Je vais poursuivre mes recherches sur le Web, je suis bien sur que cette idée a été implémentée quelque part …



jeudi, mai 08, 2008

Petite Réflexion Prospective sur l’Entreprise de Demain

Après plusieurs posts un peu techniques, je profite d'une journée tranquille pour prendre un peu de recul et proposer quelques réflexions sur l'organisation de l'Entreprise 3.0 (une fois que la révolution 2.0 sera digérée).

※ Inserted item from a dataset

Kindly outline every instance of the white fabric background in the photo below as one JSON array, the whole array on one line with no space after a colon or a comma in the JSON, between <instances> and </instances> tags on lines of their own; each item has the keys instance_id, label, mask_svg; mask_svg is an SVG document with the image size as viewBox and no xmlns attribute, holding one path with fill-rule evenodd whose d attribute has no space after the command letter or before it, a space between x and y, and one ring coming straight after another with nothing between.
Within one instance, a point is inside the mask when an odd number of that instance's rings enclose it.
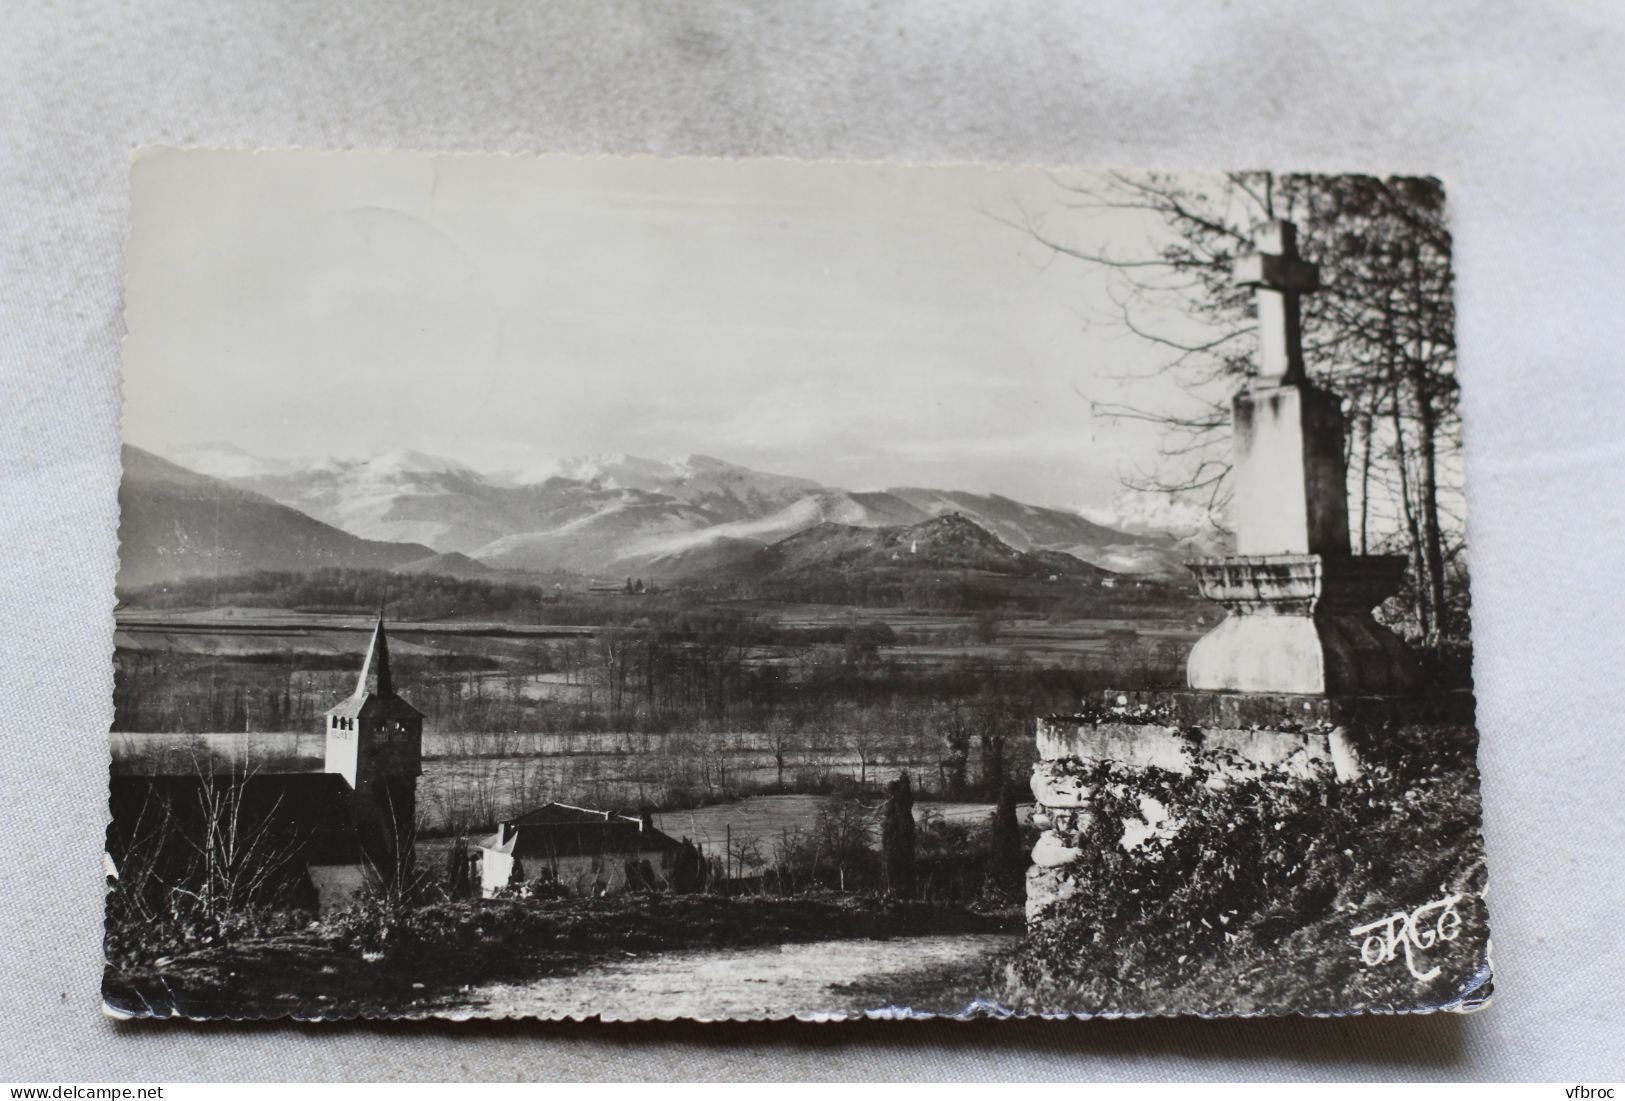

Il y a bien sur un clin d'œil dans l'utilisation de « 3.0 », mais la feuille de route qui suit va plus loin que l'adoption des « pratiques 2.0 ». Aujourd'hui, je me contente d'effleurer le sujet avec trois idées (qui sont en tension les unes avec les autres) :

  1. L'unité de temps, de lieu et d'action n'est plus le mode de travail par défaut.
  2. L'enjeu fondamental d'efficacité est la qualité de la collaboration, qui exige de gérer précieusement le mode de travail précédent (face-à-face)
  3. Nous sommes passés d'un monde de l'entreprise avec une communication autour du travail à un monde dans lequel l'essentiel du travail est la communication. 

L'entreprise de demain est train de perdre sa structure « spatio-temporelle ». Les collaborateurs travaillent n'importe où et n'importe quand. Nous ne sommes pas encore là, mais la tendance est en route (voir l'article de BW cité plus loin). Je parle abondamment de ce sujet dans mon livre. Cette tendance est renforcée par les aspirations et les habitudes des « digital natives ». C'est à cause de ce premier point que les entreprises doivent basculer en « mode 2.0 ». Bien entendu, je ne parle pas d'un atelier de boulangerie, mais d'une entreprise qui produit des services dans une économie digitale. Pour accompagner cette transformation, il faut « tisser du lien social », pour reprendre une expression de Michel Godet, selon trois axes :

  • Donner du sens, créer de la sémantique, relier les « communautés de pratique ».
    On retrouve ici l'utilisation des outils 2.0 pour le « knowledge management » : wiki, forums, communautés, etc. Cette dimension est du ressort de l'entreprise, ces réseaux sociaux font partie de son patrimoine, de son capital immatériel.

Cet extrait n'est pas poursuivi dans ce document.